A geospatial metadata coordinate is not required if you just want to plot the item onto a map in the search results (a text type value will be fine as it's just a text value you are passing to the mapping API service that will generate the map).
Searching geospatial metadata
A number of geospatial CGI parameters are available when searching geospatial metadata. These parameters can be used to scope the search to items with a geospatial coordinate within a specific distance of an origin point.
This allows for a show results near me search when used in conjunction with a user's GPS or browser-derived location coordinates.
CGI parameter | Description |
---|---|
origin=X,Y |
Specifies a coordinate (formatted as x,y e.g. origin=24.543,-2.331 ) that will be used as the reference point for geospatial calculations. |
maxdist=DISTANCE |
Can be used to restrict a search to a DISTANCE (in km) from the origin. (e.g. maxdist=20 ) |
Geospatial metadata can also be sorted by proximity to the origin point by using the sort=prox
or sort=dprox
parameters.

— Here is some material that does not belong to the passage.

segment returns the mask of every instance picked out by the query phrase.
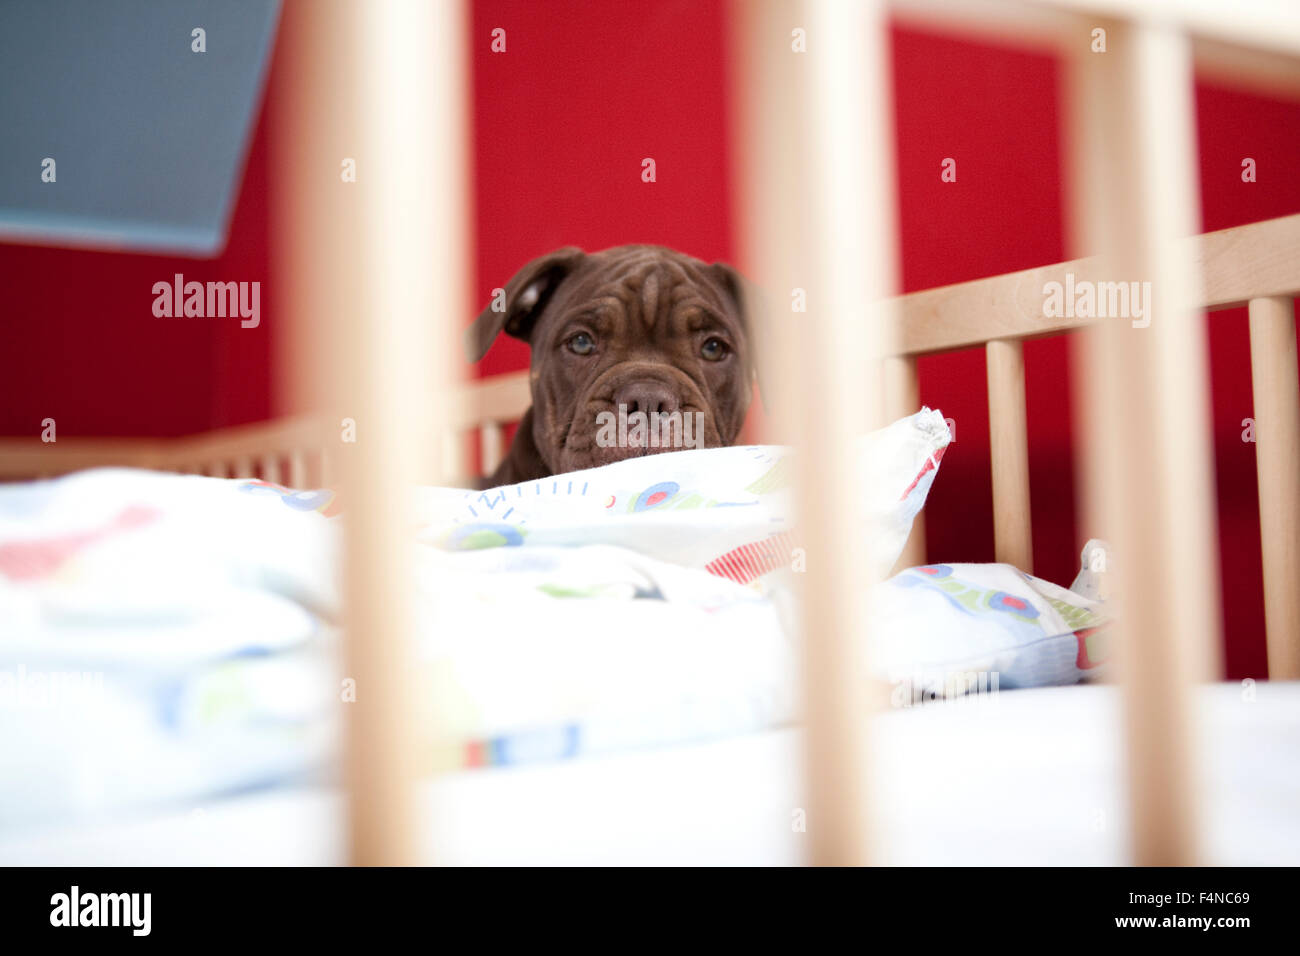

See: sort options for more information on sorting search results.
Metadata class types: document permissions
Funnelback interprets the value contained in a document permissions type metadata class as a document lock string describing the access controls that apply to the document.
This is used for enterprise search collections that enforce document level security.
The format of the lockstring is determined by the connector that is used for the repository that is being indexed.
Defining a document permissions type metadata field will prevent all results from the index from being returned unless an appropriate security plugin has been defined. This is to enforce a miniminum level of security over the collection when document level security is enabled. For this reason metadata fields of this type should only be defined when indexing a supported repository type that requires a document permissions metadata field to be defined.
See: document level security for further information.